A BLACK DOT BELOW

It’s a beautiful Tuesday afternoon. I’m sitting under my favorite oak tree at Thealer Park, book in hand, with a slight breeze gliding over my body. The leaves provide me with uneven patches of shade, covering some of me, leaving other parts of me exposed to the soft sun, wrapped around pieces of my wan skin.
I look up from my book to the soccer field on the other side of the park. Young boys run around kicking the ball furiously, as if all that existed in the world were them, the ball, and the goal. Looking at them, I can taste their energy as they give all they can, as they reach out for the potential success, each one visualizing making that goal. Such naivety.
I turn back to my book, bored with another mystery novel. Another day, another nothing. I loiter around, living a silence, my head empty of words. Meaninglessness surrounds me, tickling me with apathy as I drag through time. It is me, the sun, my insignificant book, and the senselessly hopeful boys that form my universe.
I hold my book loosely in my hands and take a deep breath. I hear a noise. It’s squeaky, high-pitched, irritating my ears for a brief moment. “Hey you!” it shouts. “Hey you!” I look all around me, expecting to see a deranged three-year-old alien running toward me, but I am alone under my tree. The only others in sight are the soccer players and a few picnickers at a distance.
I hear the noise again. I look down, and there is a queen ant resting in the jagged shadow of a leaf. “No,” I whisper to myself. But lo and behold, I hear it again “Yes yes yes!” says the voice back to me. And I swear to fucking God, it is coming right from the queen ant below me.
I feel my body heat up and my heart race, the panic of being utterly insane infusing me. “Yes, it’s me talking” says the shrilling voice. “No, you’re not crazy…you are just hearing me.” I look down at the ant. No, there are no lips moving (even I know that ants have no lip). But something in her body shakes, almost vibrating, as the voice comes out of her.
“I am not hearing an ant, I am not hearing an ant” I whisper to myself. I try to move, to get up, run away from this squeaky creature, from my unhinged self. But I am frozen, bolted down by my racing heart and my bewildered state.
The ant continues to speak. “I’m sorry to bother you. I’m not supposed to talk to you, or to anyone really. But today, I had a realization. The average lifespan of an ant is sixty days. Barely two months, can you believe it? And here, I’ve been alive forty-five days….my time is running short, needless to say. So I want to talk, I want to be heard.”

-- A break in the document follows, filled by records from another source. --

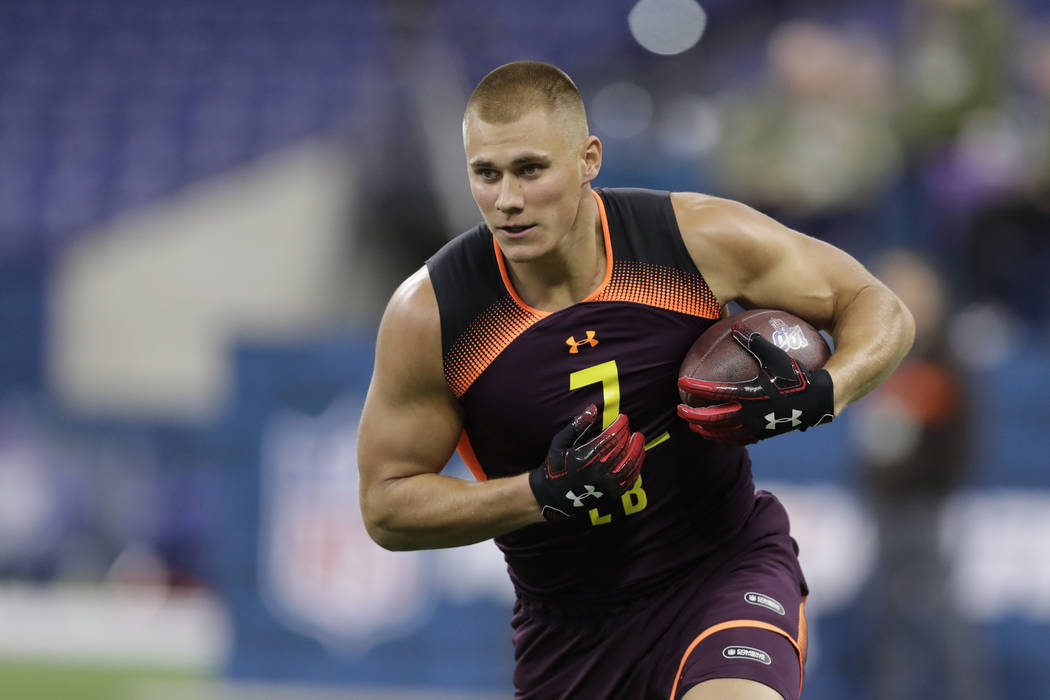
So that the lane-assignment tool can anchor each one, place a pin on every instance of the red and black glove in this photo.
(783, 397)
(586, 465)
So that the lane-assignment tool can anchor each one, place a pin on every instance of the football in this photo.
(715, 356)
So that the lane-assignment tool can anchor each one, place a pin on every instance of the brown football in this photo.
(716, 357)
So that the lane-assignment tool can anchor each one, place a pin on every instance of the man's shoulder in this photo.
(473, 242)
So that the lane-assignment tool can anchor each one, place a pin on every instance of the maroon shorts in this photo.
(742, 618)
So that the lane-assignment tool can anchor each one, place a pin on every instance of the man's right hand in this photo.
(583, 467)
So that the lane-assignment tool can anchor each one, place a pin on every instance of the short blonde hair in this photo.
(513, 89)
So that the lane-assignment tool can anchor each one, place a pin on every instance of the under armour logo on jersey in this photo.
(774, 421)
(574, 344)
(578, 501)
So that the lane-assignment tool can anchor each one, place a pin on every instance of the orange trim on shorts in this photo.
(797, 643)
(466, 453)
(592, 296)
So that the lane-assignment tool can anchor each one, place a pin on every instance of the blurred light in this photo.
(622, 110)
(983, 335)
(885, 431)
(690, 127)
(667, 26)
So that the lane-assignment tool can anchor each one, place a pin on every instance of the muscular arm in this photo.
(408, 430)
(748, 257)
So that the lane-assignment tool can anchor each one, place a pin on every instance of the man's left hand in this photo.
(783, 397)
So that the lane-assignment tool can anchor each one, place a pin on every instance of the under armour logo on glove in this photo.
(773, 421)
(589, 462)
(578, 501)
(739, 414)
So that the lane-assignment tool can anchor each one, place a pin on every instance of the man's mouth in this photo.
(515, 230)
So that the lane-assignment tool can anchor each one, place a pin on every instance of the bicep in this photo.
(749, 257)
(411, 422)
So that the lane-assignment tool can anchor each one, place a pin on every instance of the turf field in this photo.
(54, 681)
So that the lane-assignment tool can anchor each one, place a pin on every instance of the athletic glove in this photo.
(783, 397)
(586, 465)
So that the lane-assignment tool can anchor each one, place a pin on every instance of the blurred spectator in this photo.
(816, 139)
(914, 441)
(952, 81)
(954, 64)
(1007, 240)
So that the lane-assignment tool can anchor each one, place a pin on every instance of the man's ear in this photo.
(591, 158)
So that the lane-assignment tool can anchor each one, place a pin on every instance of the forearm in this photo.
(431, 510)
(873, 333)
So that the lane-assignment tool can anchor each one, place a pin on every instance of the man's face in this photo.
(527, 179)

“But don’t you talk to your other ants?” I respond. I feel the heat escaping me, a coolness taking over me as my body begins to relax. I accept my peculiar situation, and that I am speaking to an ant.
“Yes,” she replies, “But it’s always the same with them. All they talk about is food, food, food… ‘Smell out the area, grab it, and bring it home’ they tell me over and over again. When they’re not talking about food, it’s building. ‘Gather dirt, pebbles, and build, build, build.’ It’s all so necessary, yet so banal. I just want to run away sometimes, but food and building, for as much as I despise them, are all I know, all I am capable of. Kind of a catch 22 I suppose.”
I look down at the ant, her black skin glistening in the sun, her words pulsating from her body and shining like glitter in the air. “I know what you mean” I respond back to her. The ant and I sit in silence for a bit. “I feel the same way sometime, too, you know,” I tell the ant. “Like everyone around me, they inanely go through the steps of everyday, and for what? Why? What’s the point? But then I see myself going through those same steps, and realize that I’m no different from them.”
We sit in silence a bit longer. Then, I look down toward the ant, wanting to ask her her name. But she is no longer there. I look back at the soccer players, and collect my book. I lift myself up, brushing the dirt off my pants as I ready myself to head back to work, having far exceeded my lunch break once again. As I walk to my car, I see an ant hill lying in the thin, dying brown grass along the sidewalk. I feel a connection with the hill, with the perplexity of the ants inside of it, realizing that we are more united than I had ever believed. As I walk on I allow my shoe to slide over the ant hill, demolishing the home and all that reside in it. Some may say this is a heartless thing to do. But, I am a human, and to destroy those weaker than me, well, for as ugly as that is, it is part me.